Friday, March 9, 2007

Haskell hacking notes or Prelude to the chat server

I picked up a couple of haskell programming practices this week. They saved me a bit of time, perhaps someone else will find them useful.

Avoid where. Where is handy, it's nice for short simple declarations. Don't use it for multiple functions, or functions with pattern match. This is of course guideline, do whatever you want, but i had several huge where blocks, and I paid a price for that. In general, I'm going to keep where blocks short and sweet.

Write the type declaration first. Perhaps type in a trivial version, load it, then cut and paste the type out of GHCI. Several times, I could have saved myself hours by figuring out the type up front.

Anyway, that was the good stuff, the rest is just rambling. I'm the fire-aim-fire-aim kind of programmer. I do something, then test. Haskell is great for my style of small incremental changes style of programming. Get a simple program working, then you keep it working by replacing hard coded values with functions. as long as it compiles you're in good shape. This last week i've come up with surprisingly long strings of code that typecheck, and run right off the bat.

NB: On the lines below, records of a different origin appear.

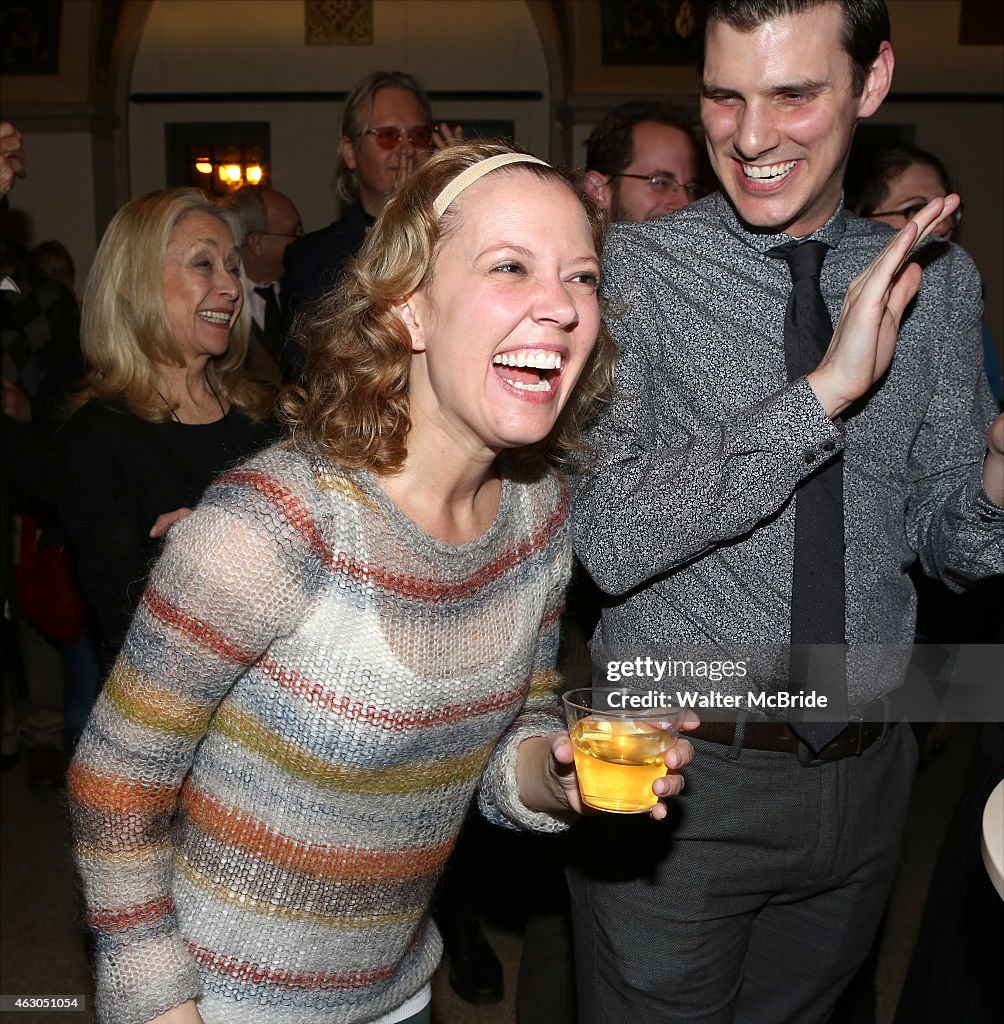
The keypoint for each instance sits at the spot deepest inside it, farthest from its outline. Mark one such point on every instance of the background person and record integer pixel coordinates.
(761, 901)
(386, 132)
(268, 221)
(354, 627)
(165, 404)
(890, 183)
(642, 161)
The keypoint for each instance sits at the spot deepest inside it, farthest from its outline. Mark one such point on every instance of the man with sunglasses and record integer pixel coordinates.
(642, 162)
(386, 132)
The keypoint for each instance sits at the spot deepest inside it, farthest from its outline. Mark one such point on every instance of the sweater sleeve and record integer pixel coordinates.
(229, 582)
(541, 715)
(957, 531)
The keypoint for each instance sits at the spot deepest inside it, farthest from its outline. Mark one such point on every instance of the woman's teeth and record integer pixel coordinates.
(533, 358)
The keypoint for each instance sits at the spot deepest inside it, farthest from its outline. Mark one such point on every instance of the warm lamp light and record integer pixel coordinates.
(223, 169)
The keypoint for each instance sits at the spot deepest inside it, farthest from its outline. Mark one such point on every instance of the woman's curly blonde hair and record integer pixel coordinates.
(353, 404)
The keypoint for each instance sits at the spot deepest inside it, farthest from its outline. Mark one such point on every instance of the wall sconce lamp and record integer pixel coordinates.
(222, 169)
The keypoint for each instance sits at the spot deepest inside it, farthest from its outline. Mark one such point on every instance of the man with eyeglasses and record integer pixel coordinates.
(758, 494)
(268, 222)
(642, 162)
(386, 132)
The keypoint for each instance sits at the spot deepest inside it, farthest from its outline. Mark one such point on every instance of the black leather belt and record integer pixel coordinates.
(867, 725)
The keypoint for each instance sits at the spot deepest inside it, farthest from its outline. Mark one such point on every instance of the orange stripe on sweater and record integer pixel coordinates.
(386, 718)
(160, 607)
(127, 916)
(415, 588)
(328, 863)
(258, 975)
(102, 792)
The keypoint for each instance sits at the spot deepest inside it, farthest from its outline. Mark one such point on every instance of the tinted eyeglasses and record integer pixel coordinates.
(909, 212)
(389, 138)
(666, 184)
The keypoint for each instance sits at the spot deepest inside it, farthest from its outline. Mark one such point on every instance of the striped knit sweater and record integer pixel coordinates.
(283, 755)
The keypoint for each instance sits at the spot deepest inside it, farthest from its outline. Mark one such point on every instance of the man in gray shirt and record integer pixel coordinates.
(762, 897)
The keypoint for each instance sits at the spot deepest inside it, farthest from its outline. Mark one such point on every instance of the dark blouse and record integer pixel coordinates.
(119, 474)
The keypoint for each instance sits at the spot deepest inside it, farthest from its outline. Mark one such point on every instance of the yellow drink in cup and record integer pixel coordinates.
(619, 750)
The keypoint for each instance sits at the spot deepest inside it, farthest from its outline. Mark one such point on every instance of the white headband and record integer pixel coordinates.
(470, 174)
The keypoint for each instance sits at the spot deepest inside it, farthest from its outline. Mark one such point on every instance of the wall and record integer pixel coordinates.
(950, 94)
(57, 120)
(475, 45)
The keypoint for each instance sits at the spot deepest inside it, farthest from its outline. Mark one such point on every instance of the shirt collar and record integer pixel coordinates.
(831, 232)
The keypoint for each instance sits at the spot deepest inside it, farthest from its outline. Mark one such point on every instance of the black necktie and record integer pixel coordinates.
(272, 331)
(818, 654)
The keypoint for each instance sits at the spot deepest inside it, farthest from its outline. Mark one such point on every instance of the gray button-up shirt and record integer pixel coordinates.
(687, 516)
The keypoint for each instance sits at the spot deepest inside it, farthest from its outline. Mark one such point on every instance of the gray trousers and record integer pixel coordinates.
(754, 902)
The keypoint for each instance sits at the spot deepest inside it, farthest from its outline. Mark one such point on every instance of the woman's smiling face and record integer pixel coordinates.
(504, 326)
(202, 285)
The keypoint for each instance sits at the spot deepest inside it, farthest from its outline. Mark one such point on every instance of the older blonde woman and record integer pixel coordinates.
(356, 629)
(165, 406)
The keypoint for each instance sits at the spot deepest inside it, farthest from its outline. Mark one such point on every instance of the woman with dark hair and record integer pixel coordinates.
(894, 182)
(358, 628)
(166, 403)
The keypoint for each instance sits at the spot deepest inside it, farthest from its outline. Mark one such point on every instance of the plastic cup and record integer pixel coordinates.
(620, 744)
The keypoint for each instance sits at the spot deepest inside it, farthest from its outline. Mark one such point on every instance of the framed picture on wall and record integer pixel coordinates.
(30, 37)
(652, 32)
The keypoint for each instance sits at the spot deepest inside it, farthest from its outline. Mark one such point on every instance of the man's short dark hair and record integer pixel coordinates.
(248, 205)
(362, 98)
(866, 25)
(872, 169)
(611, 144)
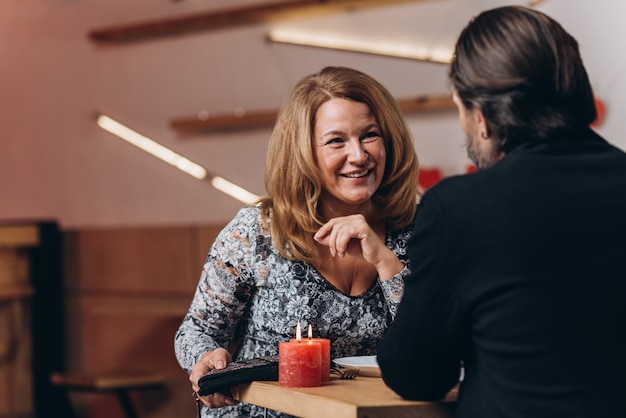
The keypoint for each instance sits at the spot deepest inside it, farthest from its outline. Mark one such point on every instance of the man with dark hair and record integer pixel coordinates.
(518, 271)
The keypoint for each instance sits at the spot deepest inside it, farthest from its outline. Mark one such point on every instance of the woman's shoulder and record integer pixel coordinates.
(248, 221)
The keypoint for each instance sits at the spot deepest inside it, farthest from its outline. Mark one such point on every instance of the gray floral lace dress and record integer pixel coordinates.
(250, 294)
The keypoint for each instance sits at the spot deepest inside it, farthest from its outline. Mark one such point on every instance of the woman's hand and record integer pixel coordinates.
(352, 235)
(215, 359)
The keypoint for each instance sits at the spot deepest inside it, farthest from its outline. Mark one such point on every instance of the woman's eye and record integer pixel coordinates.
(335, 142)
(370, 137)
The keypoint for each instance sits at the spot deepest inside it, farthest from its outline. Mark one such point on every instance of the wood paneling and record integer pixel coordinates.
(240, 16)
(127, 292)
(16, 368)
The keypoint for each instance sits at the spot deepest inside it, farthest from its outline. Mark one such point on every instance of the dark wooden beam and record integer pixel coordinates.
(204, 123)
(240, 16)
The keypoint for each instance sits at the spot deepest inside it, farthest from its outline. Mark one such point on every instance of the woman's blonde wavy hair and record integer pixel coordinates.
(292, 177)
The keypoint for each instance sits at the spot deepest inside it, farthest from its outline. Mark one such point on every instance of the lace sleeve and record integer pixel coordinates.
(223, 291)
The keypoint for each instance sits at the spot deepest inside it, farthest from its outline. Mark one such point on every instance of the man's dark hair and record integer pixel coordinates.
(525, 73)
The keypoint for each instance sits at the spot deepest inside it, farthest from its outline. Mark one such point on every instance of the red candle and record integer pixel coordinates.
(325, 342)
(299, 363)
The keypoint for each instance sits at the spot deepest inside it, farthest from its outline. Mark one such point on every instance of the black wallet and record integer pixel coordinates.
(237, 372)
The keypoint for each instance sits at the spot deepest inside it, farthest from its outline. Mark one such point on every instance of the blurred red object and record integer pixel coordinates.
(428, 177)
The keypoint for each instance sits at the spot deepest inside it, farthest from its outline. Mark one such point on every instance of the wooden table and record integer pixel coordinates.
(363, 397)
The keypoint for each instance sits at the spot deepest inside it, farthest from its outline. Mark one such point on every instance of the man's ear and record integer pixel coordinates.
(479, 118)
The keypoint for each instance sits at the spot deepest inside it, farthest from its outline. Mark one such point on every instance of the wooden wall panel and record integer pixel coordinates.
(127, 291)
(145, 260)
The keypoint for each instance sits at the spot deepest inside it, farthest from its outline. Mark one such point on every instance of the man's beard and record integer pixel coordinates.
(482, 158)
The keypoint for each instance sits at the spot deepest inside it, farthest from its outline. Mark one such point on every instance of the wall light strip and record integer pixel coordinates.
(231, 189)
(366, 46)
(150, 146)
(165, 154)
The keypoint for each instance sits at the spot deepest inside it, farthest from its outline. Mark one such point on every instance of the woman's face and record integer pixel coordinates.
(350, 154)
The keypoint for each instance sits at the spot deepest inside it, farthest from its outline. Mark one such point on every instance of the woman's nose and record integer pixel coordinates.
(356, 152)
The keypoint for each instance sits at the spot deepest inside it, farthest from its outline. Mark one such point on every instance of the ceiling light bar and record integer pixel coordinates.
(165, 154)
(365, 46)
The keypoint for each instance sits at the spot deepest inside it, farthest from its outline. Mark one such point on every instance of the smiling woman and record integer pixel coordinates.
(326, 248)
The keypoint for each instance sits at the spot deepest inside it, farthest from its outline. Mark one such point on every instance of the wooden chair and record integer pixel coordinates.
(120, 383)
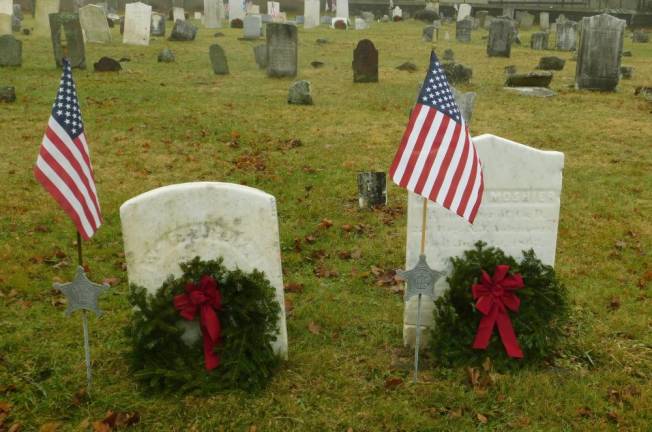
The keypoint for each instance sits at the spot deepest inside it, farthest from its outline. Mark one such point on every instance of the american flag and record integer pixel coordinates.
(436, 158)
(63, 165)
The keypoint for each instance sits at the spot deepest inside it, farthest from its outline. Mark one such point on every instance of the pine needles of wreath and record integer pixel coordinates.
(539, 323)
(162, 361)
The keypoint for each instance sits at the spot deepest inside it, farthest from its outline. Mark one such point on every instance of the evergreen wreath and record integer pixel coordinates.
(162, 361)
(539, 322)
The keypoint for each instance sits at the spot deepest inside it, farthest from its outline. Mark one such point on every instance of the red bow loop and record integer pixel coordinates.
(493, 296)
(203, 298)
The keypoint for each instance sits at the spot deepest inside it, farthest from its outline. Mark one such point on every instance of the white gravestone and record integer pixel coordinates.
(211, 14)
(173, 224)
(311, 14)
(236, 10)
(178, 13)
(94, 24)
(463, 11)
(342, 8)
(138, 21)
(42, 19)
(519, 211)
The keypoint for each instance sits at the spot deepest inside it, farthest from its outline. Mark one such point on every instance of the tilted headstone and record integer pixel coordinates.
(463, 11)
(67, 25)
(170, 225)
(598, 53)
(311, 14)
(138, 21)
(282, 50)
(519, 211)
(566, 35)
(539, 41)
(501, 36)
(94, 24)
(42, 19)
(365, 62)
(253, 26)
(11, 51)
(218, 60)
(544, 21)
(158, 24)
(463, 29)
(211, 14)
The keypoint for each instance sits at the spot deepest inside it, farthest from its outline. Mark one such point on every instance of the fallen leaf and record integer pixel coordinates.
(314, 328)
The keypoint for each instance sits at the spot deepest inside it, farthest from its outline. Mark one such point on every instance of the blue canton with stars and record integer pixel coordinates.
(66, 106)
(436, 93)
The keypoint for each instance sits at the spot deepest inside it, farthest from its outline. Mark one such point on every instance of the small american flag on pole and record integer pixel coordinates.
(436, 158)
(63, 165)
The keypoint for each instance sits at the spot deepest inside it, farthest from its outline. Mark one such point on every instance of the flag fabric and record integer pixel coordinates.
(436, 158)
(63, 164)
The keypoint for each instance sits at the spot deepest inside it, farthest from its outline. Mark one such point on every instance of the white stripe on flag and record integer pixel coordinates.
(66, 193)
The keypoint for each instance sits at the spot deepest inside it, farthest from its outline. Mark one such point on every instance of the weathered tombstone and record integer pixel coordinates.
(94, 24)
(566, 35)
(463, 29)
(260, 54)
(11, 51)
(236, 10)
(211, 14)
(253, 26)
(138, 21)
(463, 11)
(282, 50)
(178, 13)
(218, 60)
(372, 189)
(43, 9)
(67, 25)
(520, 210)
(158, 24)
(310, 13)
(598, 52)
(365, 62)
(544, 21)
(170, 225)
(501, 35)
(539, 41)
(299, 93)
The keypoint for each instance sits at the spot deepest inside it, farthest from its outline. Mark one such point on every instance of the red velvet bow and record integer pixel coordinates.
(493, 297)
(206, 299)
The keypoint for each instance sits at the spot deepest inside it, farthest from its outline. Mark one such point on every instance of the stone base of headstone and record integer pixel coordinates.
(372, 189)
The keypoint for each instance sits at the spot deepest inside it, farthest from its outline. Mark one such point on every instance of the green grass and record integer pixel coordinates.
(157, 124)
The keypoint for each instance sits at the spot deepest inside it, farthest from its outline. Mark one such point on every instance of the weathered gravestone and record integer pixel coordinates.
(282, 50)
(94, 24)
(138, 21)
(260, 54)
(212, 18)
(566, 34)
(253, 26)
(11, 51)
(463, 29)
(310, 14)
(66, 25)
(519, 211)
(598, 52)
(365, 62)
(218, 60)
(539, 41)
(158, 25)
(501, 36)
(170, 225)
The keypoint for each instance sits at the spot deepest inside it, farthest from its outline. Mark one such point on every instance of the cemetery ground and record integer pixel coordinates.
(155, 124)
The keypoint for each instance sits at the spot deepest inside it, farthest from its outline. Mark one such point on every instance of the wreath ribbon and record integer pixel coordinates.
(203, 298)
(494, 296)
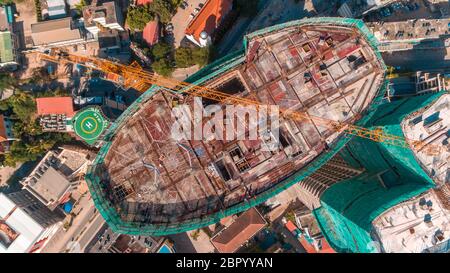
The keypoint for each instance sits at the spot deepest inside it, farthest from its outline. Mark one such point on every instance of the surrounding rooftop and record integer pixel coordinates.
(324, 67)
(56, 31)
(208, 19)
(55, 106)
(414, 226)
(233, 237)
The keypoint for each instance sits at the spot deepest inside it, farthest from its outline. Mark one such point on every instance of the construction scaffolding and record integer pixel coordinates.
(99, 189)
(392, 176)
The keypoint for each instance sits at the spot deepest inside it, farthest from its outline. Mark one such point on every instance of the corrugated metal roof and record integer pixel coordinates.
(28, 229)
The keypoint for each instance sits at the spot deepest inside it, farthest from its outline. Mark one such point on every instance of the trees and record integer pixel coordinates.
(163, 9)
(183, 57)
(139, 16)
(186, 56)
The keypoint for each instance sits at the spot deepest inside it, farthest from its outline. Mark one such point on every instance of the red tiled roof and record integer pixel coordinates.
(243, 229)
(3, 135)
(209, 17)
(143, 2)
(151, 33)
(326, 248)
(55, 105)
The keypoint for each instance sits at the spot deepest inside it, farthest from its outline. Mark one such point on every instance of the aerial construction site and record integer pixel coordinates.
(145, 182)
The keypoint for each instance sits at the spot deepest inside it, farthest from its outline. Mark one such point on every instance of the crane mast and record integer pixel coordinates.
(134, 76)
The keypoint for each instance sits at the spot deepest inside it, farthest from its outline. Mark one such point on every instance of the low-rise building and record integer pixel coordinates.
(204, 24)
(231, 238)
(58, 32)
(8, 41)
(55, 9)
(26, 225)
(55, 113)
(421, 224)
(6, 133)
(427, 82)
(56, 176)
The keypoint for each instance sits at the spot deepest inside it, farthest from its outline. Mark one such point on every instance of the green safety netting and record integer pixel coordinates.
(111, 213)
(348, 208)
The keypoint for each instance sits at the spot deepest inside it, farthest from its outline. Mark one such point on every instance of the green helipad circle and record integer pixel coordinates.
(89, 124)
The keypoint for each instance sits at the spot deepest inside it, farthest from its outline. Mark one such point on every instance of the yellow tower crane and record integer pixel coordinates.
(133, 76)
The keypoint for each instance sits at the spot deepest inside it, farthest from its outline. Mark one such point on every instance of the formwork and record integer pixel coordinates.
(97, 187)
(392, 176)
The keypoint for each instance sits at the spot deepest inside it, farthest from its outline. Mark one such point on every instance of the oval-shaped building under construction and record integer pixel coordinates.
(144, 182)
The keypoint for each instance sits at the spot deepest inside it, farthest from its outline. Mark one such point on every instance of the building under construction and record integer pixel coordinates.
(400, 201)
(145, 182)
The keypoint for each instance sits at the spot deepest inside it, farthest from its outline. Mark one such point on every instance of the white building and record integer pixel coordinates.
(20, 232)
(56, 176)
(418, 225)
(105, 15)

It's always satisfying to see progress.

There were two fundamental problems holding me back this week. First, I don't think the documentation for thread communication is very good. To be fair, there is good documentation available, but the easy to find stuff isn't the best. When you don't know anything, it's hard to evaluate the quality of documentation. My plan is to write about transforming the threaded server, developed earlier, into a chat server.

The second thing that held me back was my shaky grasp of monads. i was constructing a type like IO(STM (TVar [a])). I should have been constructing a type like IO (TVar [a]). I didn't really understand I was carrying around an unnecessary layer of computation. It's still non-obvious (to me) how to carry around those types, but I'm getting there.